I moved to Africa three years ago and from then on, things really started to change. Over a period of six months, I had gained back all the weight I had lost through years of dieting. Our cook was trying to do a good job, which meant that his bosses needed to be well nourished, and every time I tried to explain how to cook healthy meals, he added oil or sugar when I wasn’t watching. At that time we were living in Cameroon, where really fat people are considered beautiful. This led to horrifying cultural clashes: the plumber coming over telling me Cameroon did me justice, because I had gotten so big! That’s probably the last thing you want to hear if you are living with the ‘thin is beautiful’ mindset we are raised by.

And then I got pregnant. I had not succeeded in losing the weight again. Pregnancy added on another couple of kilo’s I couldn’t get rid of even if it killed me. We moved again, this time to Ivory Coast. By the time I write this we have been living in Africa for three years and a month.
Now you must understand that Ivorian women are really beautiful. They are brown and firm and strong and have wonderful faces.

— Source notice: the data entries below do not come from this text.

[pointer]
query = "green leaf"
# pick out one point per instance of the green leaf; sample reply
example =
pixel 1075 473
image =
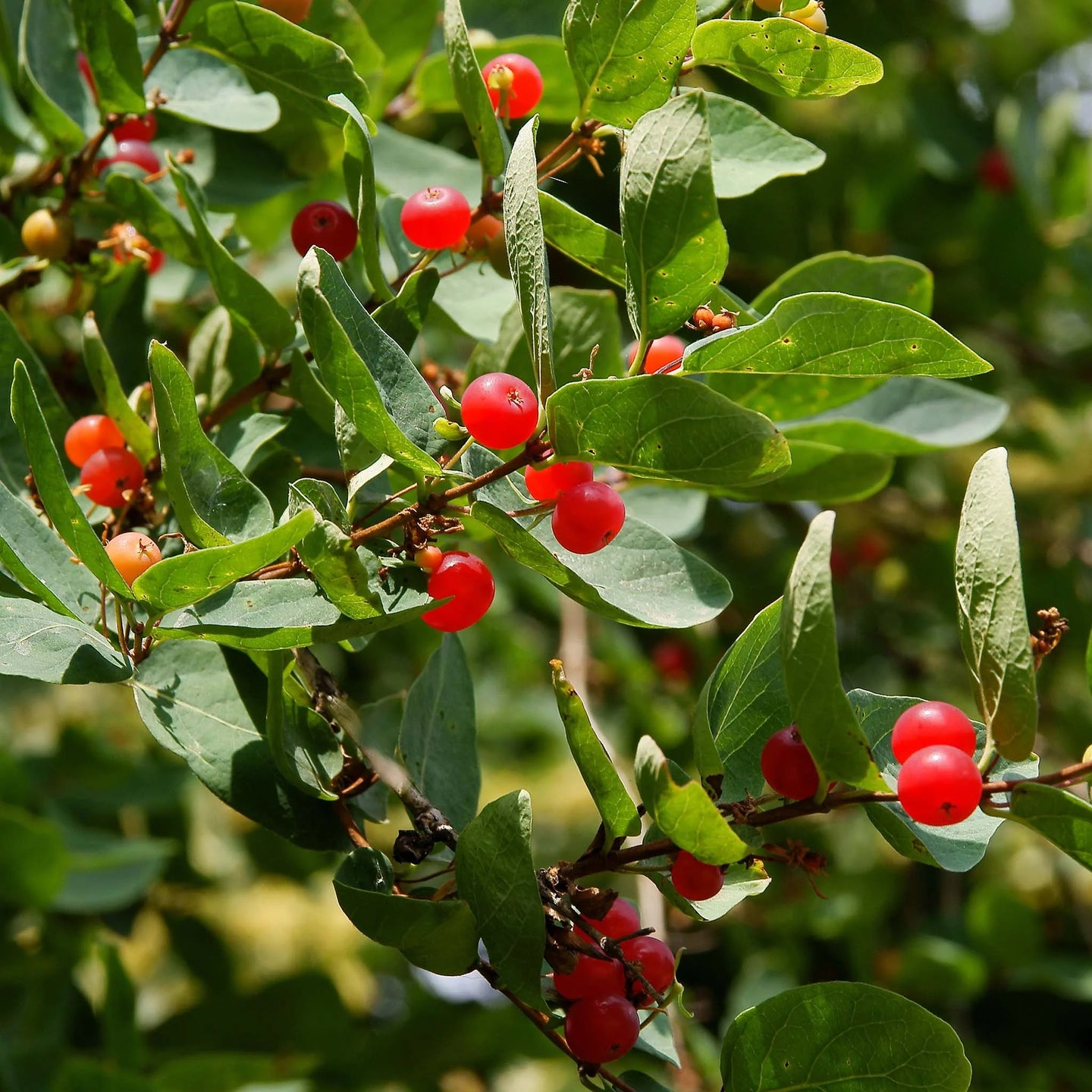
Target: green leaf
pixel 303 746
pixel 140 205
pixel 821 709
pixel 190 702
pixel 107 32
pixel 188 578
pixel 441 937
pixel 52 482
pixel 826 333
pixel 751 151
pixel 496 876
pixel 209 91
pixel 438 741
pixel 245 296
pixel 37 558
pixel 614 804
pixel 958 848
pixel 367 372
pixel 526 256
pixel 887 278
pixel 905 416
pixel 685 814
pixel 673 263
pixel 626 56
pixel 642 579
pixel 993 620
pixel 783 57
pixel 471 92
pixel 41 645
pixel 823 473
pixel 298 67
pixel 108 873
pixel 33 858
pixel 846 1035
pixel 359 171
pixel 214 504
pixel 1062 818
pixel 746 702
pixel 111 397
pixel 665 428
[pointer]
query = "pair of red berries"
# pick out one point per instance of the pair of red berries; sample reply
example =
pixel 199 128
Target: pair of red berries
pixel 588 514
pixel 603 1024
pixel 108 469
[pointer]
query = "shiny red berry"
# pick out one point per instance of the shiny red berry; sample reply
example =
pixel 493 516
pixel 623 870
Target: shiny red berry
pixel 662 352
pixel 550 482
pixel 588 516
pixel 500 411
pixel 787 766
pixel 91 434
pixel 514 84
pixel 469 581
pixel 940 786
pixel 328 225
pixel 930 723
pixel 694 879
pixel 436 218
pixel 657 963
pixel 602 1029
pixel 109 473
pixel 142 127
pixel 592 977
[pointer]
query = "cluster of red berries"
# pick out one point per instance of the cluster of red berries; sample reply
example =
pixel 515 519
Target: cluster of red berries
pixel 602 1024
pixel 940 783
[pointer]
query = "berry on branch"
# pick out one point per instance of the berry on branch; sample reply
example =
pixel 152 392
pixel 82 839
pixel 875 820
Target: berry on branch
pixel 551 482
pixel 787 766
pixel 109 474
pixel 436 218
pixel 499 410
pixel 514 84
pixel 328 225
pixel 132 554
pixel 940 786
pixel 469 582
pixel 602 1029
pixel 91 434
pixel 588 516
pixel 930 723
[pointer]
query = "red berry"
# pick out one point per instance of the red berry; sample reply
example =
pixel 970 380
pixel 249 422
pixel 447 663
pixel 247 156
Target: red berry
pixel 514 84
pixel 136 152
pixel 468 580
pixel 91 434
pixel 592 977
pixel 328 225
pixel 622 920
pixel 789 767
pixel 588 516
pixel 657 963
pixel 602 1029
pixel 662 352
pixel 930 723
pixel 551 481
pixel 436 218
pixel 500 411
pixel 109 473
pixel 132 554
pixel 694 879
pixel 142 127
pixel 940 786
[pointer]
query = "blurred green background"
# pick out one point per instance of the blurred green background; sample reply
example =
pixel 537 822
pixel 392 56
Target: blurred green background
pixel 191 945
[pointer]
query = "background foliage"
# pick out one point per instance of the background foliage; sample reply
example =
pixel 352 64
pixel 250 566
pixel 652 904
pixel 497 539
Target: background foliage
pixel 240 947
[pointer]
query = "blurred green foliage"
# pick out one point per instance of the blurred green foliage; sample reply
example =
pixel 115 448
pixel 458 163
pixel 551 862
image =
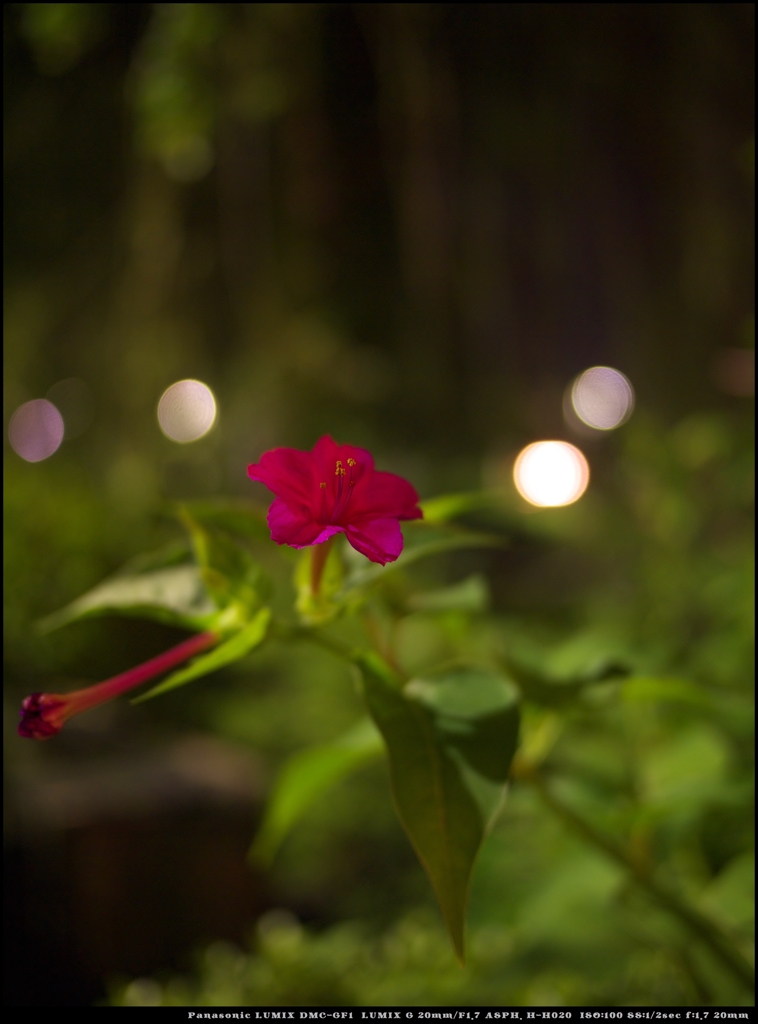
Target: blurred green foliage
pixel 409 226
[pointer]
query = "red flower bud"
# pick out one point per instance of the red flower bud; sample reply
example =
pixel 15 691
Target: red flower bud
pixel 43 715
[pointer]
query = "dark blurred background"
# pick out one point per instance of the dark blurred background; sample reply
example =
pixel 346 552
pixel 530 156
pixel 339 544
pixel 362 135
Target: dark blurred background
pixel 410 226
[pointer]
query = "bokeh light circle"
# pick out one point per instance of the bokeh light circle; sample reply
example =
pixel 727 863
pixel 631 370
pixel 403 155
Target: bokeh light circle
pixel 551 473
pixel 36 430
pixel 186 411
pixel 602 397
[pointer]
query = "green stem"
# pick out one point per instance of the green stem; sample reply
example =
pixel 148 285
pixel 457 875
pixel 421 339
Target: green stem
pixel 713 937
pixel 319 555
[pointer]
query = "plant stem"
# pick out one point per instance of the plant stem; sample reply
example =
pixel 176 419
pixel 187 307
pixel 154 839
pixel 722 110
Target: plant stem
pixel 706 930
pixel 319 555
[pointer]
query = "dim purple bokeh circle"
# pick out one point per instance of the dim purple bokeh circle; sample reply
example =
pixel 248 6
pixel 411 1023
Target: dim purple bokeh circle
pixel 36 430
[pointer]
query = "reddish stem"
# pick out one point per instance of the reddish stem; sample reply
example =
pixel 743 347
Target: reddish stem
pixel 43 715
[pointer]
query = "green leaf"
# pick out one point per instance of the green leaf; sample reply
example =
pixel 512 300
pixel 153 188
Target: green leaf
pixel 451 741
pixel 238 517
pixel 305 777
pixel 175 595
pixel 555 693
pixel 458 541
pixel 230 650
pixel 471 594
pixel 318 608
pixel 447 507
pixel 228 570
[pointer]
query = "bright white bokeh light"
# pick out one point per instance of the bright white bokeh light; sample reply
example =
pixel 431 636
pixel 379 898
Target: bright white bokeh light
pixel 551 473
pixel 602 397
pixel 36 430
pixel 186 411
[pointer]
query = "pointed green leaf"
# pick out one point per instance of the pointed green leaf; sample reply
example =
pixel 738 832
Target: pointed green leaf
pixel 471 594
pixel 555 693
pixel 228 570
pixel 451 741
pixel 240 644
pixel 455 542
pixel 175 595
pixel 305 777
pixel 239 517
pixel 447 507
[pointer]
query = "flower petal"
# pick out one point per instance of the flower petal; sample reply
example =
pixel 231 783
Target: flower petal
pixel 291 474
pixel 385 495
pixel 379 540
pixel 292 526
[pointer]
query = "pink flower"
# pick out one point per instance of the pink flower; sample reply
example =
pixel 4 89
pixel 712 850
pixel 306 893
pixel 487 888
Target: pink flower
pixel 335 489
pixel 43 715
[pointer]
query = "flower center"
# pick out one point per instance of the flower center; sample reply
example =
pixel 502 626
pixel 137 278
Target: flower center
pixel 342 491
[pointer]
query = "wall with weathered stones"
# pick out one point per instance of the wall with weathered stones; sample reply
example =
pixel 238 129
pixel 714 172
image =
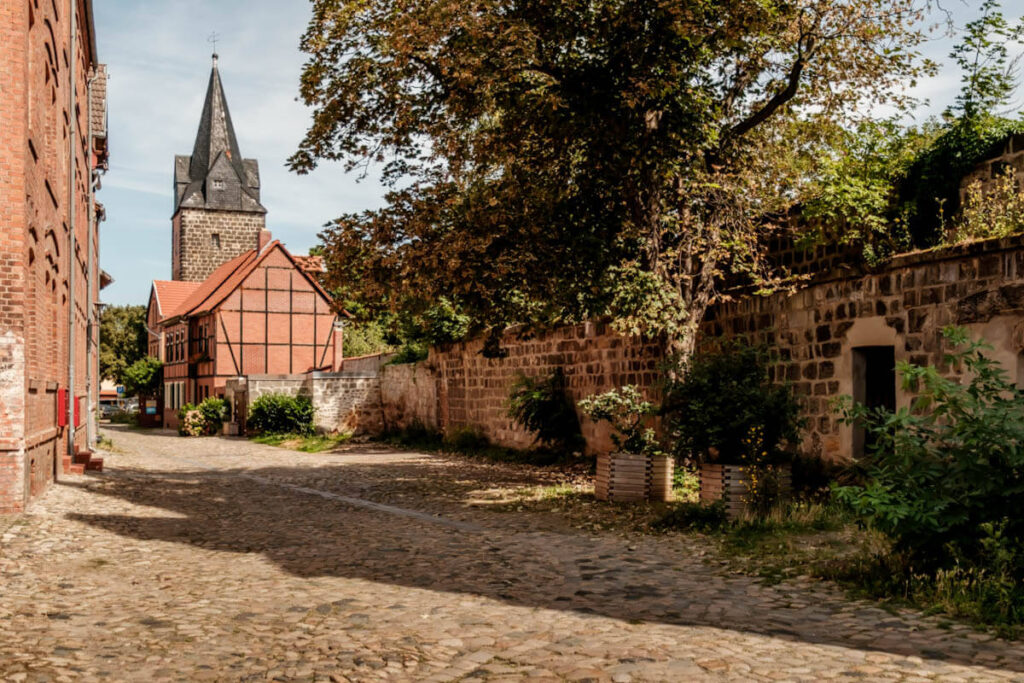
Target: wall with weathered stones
pixel 904 305
pixel 815 332
pixel 347 402
pixel 203 239
pixel 409 396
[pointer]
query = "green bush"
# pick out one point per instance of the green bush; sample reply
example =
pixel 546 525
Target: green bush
pixel 543 406
pixel 466 439
pixel 944 478
pixel 627 411
pixel 281 414
pixel 214 411
pixel 143 377
pixel 190 421
pixel 725 410
pixel 693 516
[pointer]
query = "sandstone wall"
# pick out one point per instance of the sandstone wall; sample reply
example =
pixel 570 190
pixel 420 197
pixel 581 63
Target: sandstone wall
pixel 347 402
pixel 204 239
pixel 815 331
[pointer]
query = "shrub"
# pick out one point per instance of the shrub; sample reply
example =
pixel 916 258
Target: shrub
pixel 466 439
pixel 944 478
pixel 281 414
pixel 628 413
pixel 190 421
pixel 543 406
pixel 143 377
pixel 214 411
pixel 725 410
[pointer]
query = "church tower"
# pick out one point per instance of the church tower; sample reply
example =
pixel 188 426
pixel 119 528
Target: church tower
pixel 217 212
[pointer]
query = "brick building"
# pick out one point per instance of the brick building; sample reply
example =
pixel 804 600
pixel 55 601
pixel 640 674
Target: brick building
pixel 238 303
pixel 52 147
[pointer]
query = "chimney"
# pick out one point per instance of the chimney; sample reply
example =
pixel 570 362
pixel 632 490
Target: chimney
pixel 264 239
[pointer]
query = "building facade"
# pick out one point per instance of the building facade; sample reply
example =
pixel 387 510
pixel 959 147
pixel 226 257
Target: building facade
pixel 239 303
pixel 259 313
pixel 52 150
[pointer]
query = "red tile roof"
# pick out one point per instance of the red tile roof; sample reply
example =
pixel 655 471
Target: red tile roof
pixel 209 294
pixel 170 295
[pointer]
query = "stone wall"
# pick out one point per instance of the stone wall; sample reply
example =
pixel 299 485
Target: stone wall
pixel 347 402
pixel 409 396
pixel 344 401
pixel 816 332
pixel 904 305
pixel 473 390
pixel 196 253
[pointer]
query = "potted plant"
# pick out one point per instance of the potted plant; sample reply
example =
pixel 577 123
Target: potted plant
pixel 728 418
pixel 638 469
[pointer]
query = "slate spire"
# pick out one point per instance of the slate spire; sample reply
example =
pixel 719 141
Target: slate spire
pixel 216 176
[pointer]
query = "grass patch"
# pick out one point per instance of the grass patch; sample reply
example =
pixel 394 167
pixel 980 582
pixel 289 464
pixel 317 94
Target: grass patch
pixel 311 443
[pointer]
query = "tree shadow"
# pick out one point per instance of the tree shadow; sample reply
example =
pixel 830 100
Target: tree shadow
pixel 256 511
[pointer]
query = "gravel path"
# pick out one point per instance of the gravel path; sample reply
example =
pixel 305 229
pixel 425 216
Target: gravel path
pixel 218 559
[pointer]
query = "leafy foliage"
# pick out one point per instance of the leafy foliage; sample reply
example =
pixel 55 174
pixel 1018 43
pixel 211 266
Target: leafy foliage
pixel 281 414
pixel 628 413
pixel 558 160
pixel 123 340
pixel 365 339
pixel 205 419
pixel 725 410
pixel 945 478
pixel 542 406
pixel 993 212
pixel 143 377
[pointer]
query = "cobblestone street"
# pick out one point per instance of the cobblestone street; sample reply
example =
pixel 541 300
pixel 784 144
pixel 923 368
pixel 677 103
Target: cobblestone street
pixel 218 559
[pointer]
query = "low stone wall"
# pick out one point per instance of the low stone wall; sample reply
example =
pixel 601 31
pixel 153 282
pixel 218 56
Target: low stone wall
pixel 409 396
pixel 817 332
pixel 347 402
pixel 344 401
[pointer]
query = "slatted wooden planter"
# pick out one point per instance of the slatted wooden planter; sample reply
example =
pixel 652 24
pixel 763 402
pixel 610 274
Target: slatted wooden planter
pixel 731 483
pixel 628 477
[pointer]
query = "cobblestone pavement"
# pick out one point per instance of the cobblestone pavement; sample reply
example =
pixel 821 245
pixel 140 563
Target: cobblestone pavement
pixel 217 559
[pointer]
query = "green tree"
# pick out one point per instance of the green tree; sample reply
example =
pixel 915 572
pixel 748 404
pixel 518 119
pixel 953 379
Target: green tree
pixel 554 160
pixel 988 73
pixel 143 377
pixel 123 340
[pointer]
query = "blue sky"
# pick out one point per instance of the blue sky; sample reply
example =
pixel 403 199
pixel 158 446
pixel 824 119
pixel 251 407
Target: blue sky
pixel 159 61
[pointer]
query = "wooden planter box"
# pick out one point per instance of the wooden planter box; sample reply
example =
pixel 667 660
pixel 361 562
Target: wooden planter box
pixel 731 483
pixel 628 477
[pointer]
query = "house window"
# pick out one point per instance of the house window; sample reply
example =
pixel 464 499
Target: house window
pixel 873 385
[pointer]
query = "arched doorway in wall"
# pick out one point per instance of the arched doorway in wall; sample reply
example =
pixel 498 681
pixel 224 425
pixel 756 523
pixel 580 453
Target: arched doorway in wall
pixel 873 386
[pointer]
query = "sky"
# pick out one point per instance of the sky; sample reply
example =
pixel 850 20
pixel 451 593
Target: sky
pixel 159 62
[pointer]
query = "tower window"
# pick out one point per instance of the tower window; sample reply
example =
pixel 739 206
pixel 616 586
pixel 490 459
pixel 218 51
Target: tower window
pixel 873 385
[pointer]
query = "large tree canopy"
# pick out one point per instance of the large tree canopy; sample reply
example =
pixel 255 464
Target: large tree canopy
pixel 552 160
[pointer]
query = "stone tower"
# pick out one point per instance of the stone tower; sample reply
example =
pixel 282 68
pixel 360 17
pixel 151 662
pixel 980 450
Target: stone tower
pixel 217 213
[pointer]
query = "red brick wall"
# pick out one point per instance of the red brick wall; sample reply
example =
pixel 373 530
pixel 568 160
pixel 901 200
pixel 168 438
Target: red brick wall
pixel 36 262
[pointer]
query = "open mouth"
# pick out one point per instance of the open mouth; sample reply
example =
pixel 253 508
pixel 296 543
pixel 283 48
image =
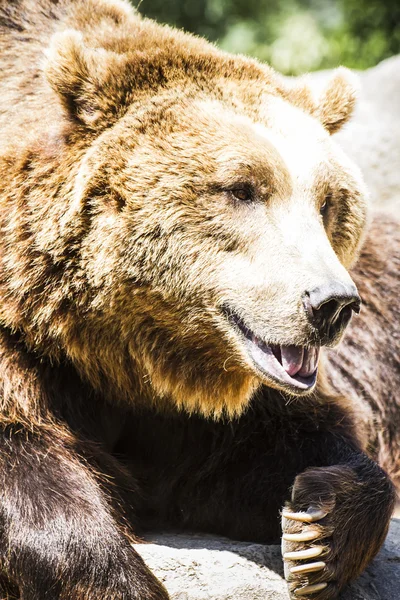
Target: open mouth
pixel 293 367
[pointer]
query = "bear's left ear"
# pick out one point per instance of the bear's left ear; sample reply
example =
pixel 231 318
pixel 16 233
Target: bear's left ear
pixel 83 78
pixel 336 102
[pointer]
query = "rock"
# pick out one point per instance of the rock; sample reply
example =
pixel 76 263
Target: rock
pixel 194 567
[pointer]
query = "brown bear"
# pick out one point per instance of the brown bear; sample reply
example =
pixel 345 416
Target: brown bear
pixel 177 227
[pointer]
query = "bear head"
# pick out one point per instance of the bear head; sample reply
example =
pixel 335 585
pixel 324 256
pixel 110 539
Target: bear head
pixel 219 217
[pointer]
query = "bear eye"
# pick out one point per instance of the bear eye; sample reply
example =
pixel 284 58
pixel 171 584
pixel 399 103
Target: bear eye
pixel 243 193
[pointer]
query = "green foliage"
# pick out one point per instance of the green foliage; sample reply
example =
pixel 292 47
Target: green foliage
pixel 293 35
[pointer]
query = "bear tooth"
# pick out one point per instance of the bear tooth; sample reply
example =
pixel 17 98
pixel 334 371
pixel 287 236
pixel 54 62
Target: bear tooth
pixel 311 589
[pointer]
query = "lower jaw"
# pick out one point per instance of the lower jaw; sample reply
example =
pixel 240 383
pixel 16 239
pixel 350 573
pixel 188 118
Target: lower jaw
pixel 268 366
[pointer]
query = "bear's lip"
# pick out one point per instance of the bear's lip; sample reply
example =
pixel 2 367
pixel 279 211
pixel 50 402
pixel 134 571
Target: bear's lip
pixel 293 367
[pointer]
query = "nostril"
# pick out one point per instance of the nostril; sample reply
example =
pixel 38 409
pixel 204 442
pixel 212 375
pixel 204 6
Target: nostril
pixel 329 307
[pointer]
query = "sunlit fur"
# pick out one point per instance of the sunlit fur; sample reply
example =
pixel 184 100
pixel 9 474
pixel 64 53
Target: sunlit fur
pixel 120 240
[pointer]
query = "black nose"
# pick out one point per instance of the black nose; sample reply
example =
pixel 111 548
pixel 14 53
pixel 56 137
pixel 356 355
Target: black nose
pixel 329 308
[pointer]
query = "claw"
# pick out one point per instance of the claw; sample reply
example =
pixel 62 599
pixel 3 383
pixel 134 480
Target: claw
pixel 304 554
pixel 310 516
pixel 310 589
pixel 308 568
pixel 305 536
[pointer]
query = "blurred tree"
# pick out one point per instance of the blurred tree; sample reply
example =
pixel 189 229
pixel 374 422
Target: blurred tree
pixel 293 35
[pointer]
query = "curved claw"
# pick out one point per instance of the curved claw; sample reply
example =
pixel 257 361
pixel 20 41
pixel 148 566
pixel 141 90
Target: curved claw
pixel 304 554
pixel 309 517
pixel 305 536
pixel 310 589
pixel 308 568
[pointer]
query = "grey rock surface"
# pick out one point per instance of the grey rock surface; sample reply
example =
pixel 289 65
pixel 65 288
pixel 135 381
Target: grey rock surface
pixel 194 567
pixel 209 568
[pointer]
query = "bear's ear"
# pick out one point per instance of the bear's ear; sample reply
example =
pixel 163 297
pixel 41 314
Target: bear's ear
pixel 336 102
pixel 81 77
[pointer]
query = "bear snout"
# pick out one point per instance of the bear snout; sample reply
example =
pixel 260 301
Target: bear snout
pixel 329 308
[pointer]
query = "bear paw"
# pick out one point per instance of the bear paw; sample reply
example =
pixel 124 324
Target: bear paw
pixel 306 554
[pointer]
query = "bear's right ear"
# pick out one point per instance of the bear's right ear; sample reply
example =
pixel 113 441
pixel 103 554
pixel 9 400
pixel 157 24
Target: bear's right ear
pixel 80 76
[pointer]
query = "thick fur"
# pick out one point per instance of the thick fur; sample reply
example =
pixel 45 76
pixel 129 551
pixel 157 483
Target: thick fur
pixel 127 397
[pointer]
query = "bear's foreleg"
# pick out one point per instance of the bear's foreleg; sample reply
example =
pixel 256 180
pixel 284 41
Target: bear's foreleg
pixel 334 524
pixel 61 535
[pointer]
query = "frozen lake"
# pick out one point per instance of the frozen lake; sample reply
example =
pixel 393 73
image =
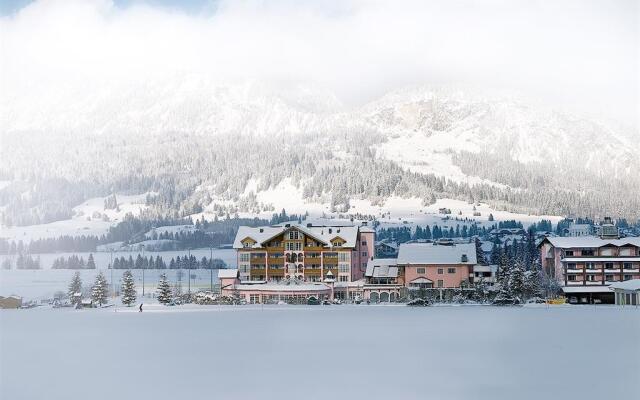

The Ivorian standard of beauty is pretty much the opposite of the western image of an unhealthy skinny blonde with enormous breasts. A beautiful woman here does not necessarily have big breasts, and she is certainly not skinny. What is called fat in Europe, they call ‘en forme’ here. Now don’t you just love that?

I have lost the weight I gained through pregnancy, and even a little more. I have gotten older, start noticing a couple wrinkles, my breasts have gotten a lot bigger (sadly, I do have to wear a bra all the time nowadays, isn’t that irony for you?). I will never be exactly the same as before I had a child., neither do I want to be. My body has changed, in a Western Society view probably for the worst. I’m sure there are some TV-shows out there that would say I can have some work done.
I still want to lose a little more weight, but this time from a health perspective. But other than that? I’m a happy, healthy woman. I am content.

I’ve been told a couple of times: “Vous avez la forme Ivoirienne.” But now, I see it as a compliment, not an insult.



  1. Great post. I think the standard of beauty here in the America is seriously lacking.
    I've always been a curvy lady, and I've grown to love my curves over the years.

  2. What a healthy attitude! We should all take heed. Brava!

  3. Gorgeous post. I love reading about how African culture views large women too. I can relate about wanting to be bulimic as a child too. I tried but could never get myself past the gagging stage. I'm happy I finally arrived at the place where I can enjoy my body as well. Thank you so much for participating in our carnival!

  4. Melodie, I was at a boarding school with all girls, so there was a lot of working each other up going on. A strange camradery to all head to the toilets after dinner and cut into our arms... but that's another story
    When I did this post, I have spend hours just looking for a pic of a beautiful african woman, the way you see them in the catalogues here, but I could not find one.

  5. So interesting to hear about the way the definition of beauty varies from culture to culture. I wish the US had a healthier definition, more athletic and curvy and not stick-thin and large-chested! I haven't been to Europe in many years, but a friend recently told me the French at least have a very thin ideal of beauty, even by American standards. Have you noticed anything like that?

  6. Yes Maman A Droit, the standard of beauty in Europe is rather distorted. I do believe than the ideal of skinnyness is even more radical than in the US, even in Belgium, where women are taller than in France.
    Big breasts, however are certainly a plus, but not as overaccentuated as in US.